Frankreichs Parlament stimmt für Verstaatlichung von ArcelorMittal - Regierung lehnt ab

Die französische Nationalversammlung hat in erster Lesung für die Verstaatlichung des Stahlkonzerns ArcelorMittal gestimmt und damit heftige Kritik der Regierung und des Unternehmens ausgelöst. Der Gesetzesvorschlag der linkspopulistischen Partei France Insoumise (LFI) wurde in der Nacht zu Freitag mit 127 zu 41 Stimmen angenommen. Entscheidend dafür waren die Enthaltungen der rechtspopulistischen Abgeordneten des Rassemblement National (RN). Die linkspopulistische Fraktionschefin Mathilde Panot sprach von einem "historischen Sieg".

Textgröße:

Wirtschaftsminister Roland Lescure kritisierte den Gesetzesentwurf, der im rechtskonservativ geprägten Senat voraussichtlich abgelehnt werden wird. Eine Verstaatlichung von ArcelorMittal sei "eine populistische Antwort auf ein strukturelles Problem", betonte er im Onlinedienst Bluesky. Die "opportunistische Allianz" zwischen den Links- und Rechtspopulisten werde das Problem der unlauteren Konkurrenz nicht lösen, fügte er hinzu. Frankreich brauche eine klare Industriepolitik und keine "angebliche Wunderlösung".

Auch das betroffene Unternehmen kritisierte den Gesetzesentwurf. Eine Verstaatlichung werde "keinesfalls die Probleme der Stahlindustrie in Frankreich und Europa lösen", erklärte ArcelorMittal. Es müsse vielmehr auf europäischer Ebene an "strukturellen Wettbewerbsfaktoren" gearbeitet werden. "Der europäische Stahlmarkt wird von massiven Billigimporten überschwemmt, die verheerende Auswirkungen auf die europäischen Produzenten haben."

Die CGT-Gewerkschaftschefin Sophie Binet begrüßte dagegen die Verabschiedung in der ersten Lesung. Sie forderte die Regierung auf, "die Abstimmung des Parlaments zu respektieren".

Nach dem Gesetzesvorschlag sollen etwa 40 Standorte von ArcelorMittal verstaatlicht werden, unter ihnen die Hochöfen im nordfranzösischen Dünkirchen und im südfranzösischen Fos-sur-Mer.

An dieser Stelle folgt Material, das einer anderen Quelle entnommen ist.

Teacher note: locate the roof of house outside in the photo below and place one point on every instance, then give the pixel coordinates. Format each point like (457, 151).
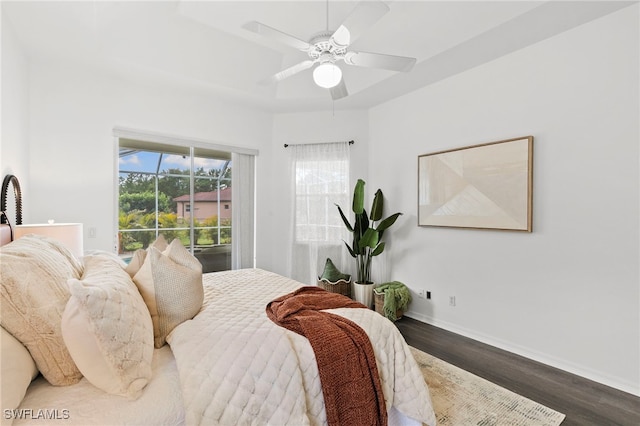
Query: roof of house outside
(210, 196)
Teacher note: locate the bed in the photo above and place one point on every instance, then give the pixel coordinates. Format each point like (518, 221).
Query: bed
(222, 362)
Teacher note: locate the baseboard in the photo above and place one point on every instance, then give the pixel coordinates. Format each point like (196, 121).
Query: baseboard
(629, 387)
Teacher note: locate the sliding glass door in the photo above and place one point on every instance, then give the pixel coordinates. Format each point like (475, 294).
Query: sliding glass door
(178, 192)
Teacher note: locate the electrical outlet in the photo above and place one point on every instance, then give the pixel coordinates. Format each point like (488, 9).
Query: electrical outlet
(424, 294)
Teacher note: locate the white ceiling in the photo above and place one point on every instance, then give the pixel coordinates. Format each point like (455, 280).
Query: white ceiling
(201, 44)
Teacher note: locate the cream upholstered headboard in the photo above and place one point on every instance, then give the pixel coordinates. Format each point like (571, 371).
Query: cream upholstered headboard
(6, 232)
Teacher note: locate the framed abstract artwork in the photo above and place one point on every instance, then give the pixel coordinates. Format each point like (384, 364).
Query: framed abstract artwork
(486, 186)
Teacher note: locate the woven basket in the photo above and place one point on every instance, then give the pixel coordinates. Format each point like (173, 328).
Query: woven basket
(379, 303)
(341, 286)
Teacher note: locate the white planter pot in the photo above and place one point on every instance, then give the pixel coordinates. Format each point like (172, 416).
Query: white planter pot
(363, 293)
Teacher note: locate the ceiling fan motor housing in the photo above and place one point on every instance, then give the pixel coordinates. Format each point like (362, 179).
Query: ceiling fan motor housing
(323, 50)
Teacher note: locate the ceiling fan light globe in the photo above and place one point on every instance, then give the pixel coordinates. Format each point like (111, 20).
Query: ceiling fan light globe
(327, 75)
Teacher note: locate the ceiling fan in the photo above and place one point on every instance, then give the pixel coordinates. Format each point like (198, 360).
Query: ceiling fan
(328, 47)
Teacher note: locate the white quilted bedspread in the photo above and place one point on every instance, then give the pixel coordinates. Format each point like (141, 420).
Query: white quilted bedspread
(238, 368)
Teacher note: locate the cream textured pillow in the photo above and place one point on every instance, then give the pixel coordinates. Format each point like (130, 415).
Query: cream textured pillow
(18, 369)
(34, 276)
(107, 328)
(171, 285)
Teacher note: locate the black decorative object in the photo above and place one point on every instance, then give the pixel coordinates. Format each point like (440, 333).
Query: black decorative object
(11, 179)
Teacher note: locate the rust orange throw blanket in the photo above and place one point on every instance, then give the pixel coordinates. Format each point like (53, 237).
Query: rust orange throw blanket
(346, 362)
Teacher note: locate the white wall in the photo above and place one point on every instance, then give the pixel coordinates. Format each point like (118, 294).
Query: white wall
(14, 146)
(305, 128)
(72, 114)
(567, 294)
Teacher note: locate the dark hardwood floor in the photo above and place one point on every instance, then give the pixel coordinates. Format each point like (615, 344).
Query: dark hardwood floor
(583, 401)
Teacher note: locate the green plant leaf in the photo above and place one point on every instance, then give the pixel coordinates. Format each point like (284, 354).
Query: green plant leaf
(344, 219)
(379, 249)
(351, 252)
(377, 205)
(369, 238)
(388, 222)
(358, 197)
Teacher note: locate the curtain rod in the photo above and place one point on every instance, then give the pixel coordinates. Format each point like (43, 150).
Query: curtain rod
(351, 142)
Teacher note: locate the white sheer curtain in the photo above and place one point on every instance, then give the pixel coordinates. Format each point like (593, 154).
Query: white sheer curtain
(243, 212)
(319, 180)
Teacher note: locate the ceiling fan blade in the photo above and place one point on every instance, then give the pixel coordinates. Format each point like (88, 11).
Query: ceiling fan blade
(339, 91)
(288, 72)
(365, 14)
(379, 60)
(274, 34)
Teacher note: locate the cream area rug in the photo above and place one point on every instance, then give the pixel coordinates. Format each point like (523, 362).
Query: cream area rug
(462, 399)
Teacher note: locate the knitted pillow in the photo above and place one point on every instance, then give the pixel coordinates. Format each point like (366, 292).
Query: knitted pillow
(170, 282)
(35, 271)
(107, 328)
(18, 369)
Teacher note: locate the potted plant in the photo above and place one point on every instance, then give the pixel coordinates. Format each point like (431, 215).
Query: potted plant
(367, 231)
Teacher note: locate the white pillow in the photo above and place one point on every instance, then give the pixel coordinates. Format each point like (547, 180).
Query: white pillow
(18, 369)
(170, 282)
(107, 328)
(34, 276)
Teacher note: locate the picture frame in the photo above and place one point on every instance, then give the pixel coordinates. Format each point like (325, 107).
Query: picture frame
(485, 186)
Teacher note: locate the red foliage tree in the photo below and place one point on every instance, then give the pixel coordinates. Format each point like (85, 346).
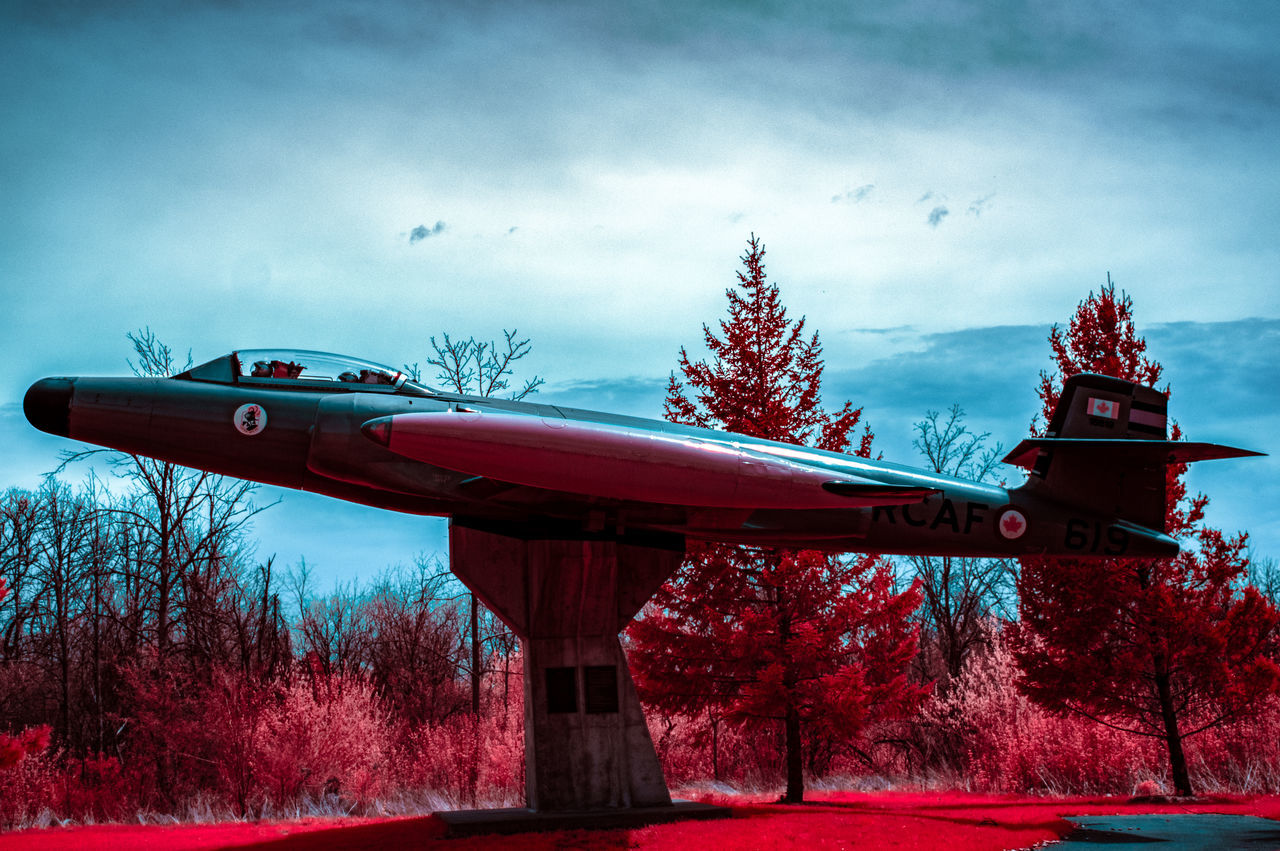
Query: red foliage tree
(14, 749)
(816, 643)
(1162, 648)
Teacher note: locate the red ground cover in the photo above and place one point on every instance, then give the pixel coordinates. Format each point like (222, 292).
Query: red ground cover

Die Kosten für eine Verstaatlichung wurden zuvor auf drei Milliarden Euro geschätzt.

"Wenn das Unternehmen verstaatlicht wird, bleiben unsere Arbeitsplätze erhalten", sagte Gewerkschaftsvertreter Reynald Quaegebeur, der am Donnerstag mit etwa 200 Betroffenen vor der Nationalversammlung demonstriert hatte. Mehrere Demonstranten trugen ihre Schutzkleidung und schwenkten Rauchfackeln.

Angesichts der Krise in der europäischen Stahlindustrie, die unter hohen Energiepreisen und Billigimporten aus China leidet, hatte ArcelorMittal im April ein Umstrukturierung angekündigt, der voraussichtlich 260 Stellen zum Opfer fallen. Das Unternehmen ist der zweitgrößte Stahlproduzent der Welt. Im Februar hatte der Konzern angekündigt, Teile seiner Produktion in Europa nach Indien zu verlegen.